Я добрался до места назначения примерно через час. Послав к чертям конспирацию, я решил поехать на общественном транспорте: всё равно в это время он обычно забит пролетариатом, возвращающимся с работы. Однако подойти к выбору средства передвижения пришлось ответственно – я отправился не в метро-3, где на каждом шагу камеры, милиция и дружинники, а с трудом запихнулся в самый древний с виду автобус, где работали лишь жизненно важные для передвижения функции, да и те не всегда. Духота, теснота, усталость окружающих и надвинутая на глаза кепка были моими верными союзниками.
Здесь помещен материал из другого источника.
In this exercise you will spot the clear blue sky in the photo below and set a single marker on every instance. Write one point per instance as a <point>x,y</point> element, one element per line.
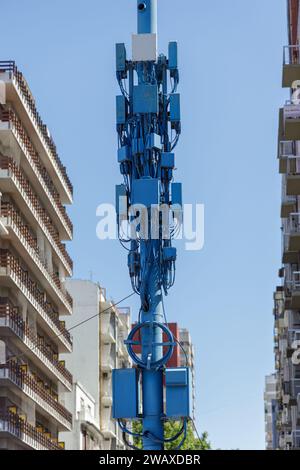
<point>230,59</point>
Меня прижало к молоденькой девушке-студентке, которую такое соседство очень смущало и нервировало, а я благодарил вселенную за то, что это не какой-нибудь пропотевший работяга или пахучая старуха.
Дышать было решительно нечем, но все попытки открыть люк в потолке автобуса сопровождались верещанием невидимой мне тётки. Её голос напоминал тявканье мелкой-мелкой собачки – такой же мерзкий, пронзительный и вызывавший инстинктивное желание дать обладательнице пинка под зад.
Первая пересадка, потом ещё одна – и с каждой новой в автобусе становилось всё меньше народу: час пик заканчивался, жители Страны Советов возвращались домой к семьям и оседали у голубых экранов.
Я ехал, сидя возле окна, и смотрел вверх, на новостройки, высокой стеной выстроившиеся вдоль дороги. В окнах зажигались жёлтые огни, на стёкла то и дело попадали синие блики – от стен-экранов. По ним можно было понять, кто что смотрит: в одной квартире новости, в другой – кино, в третьей – музыкальная передача.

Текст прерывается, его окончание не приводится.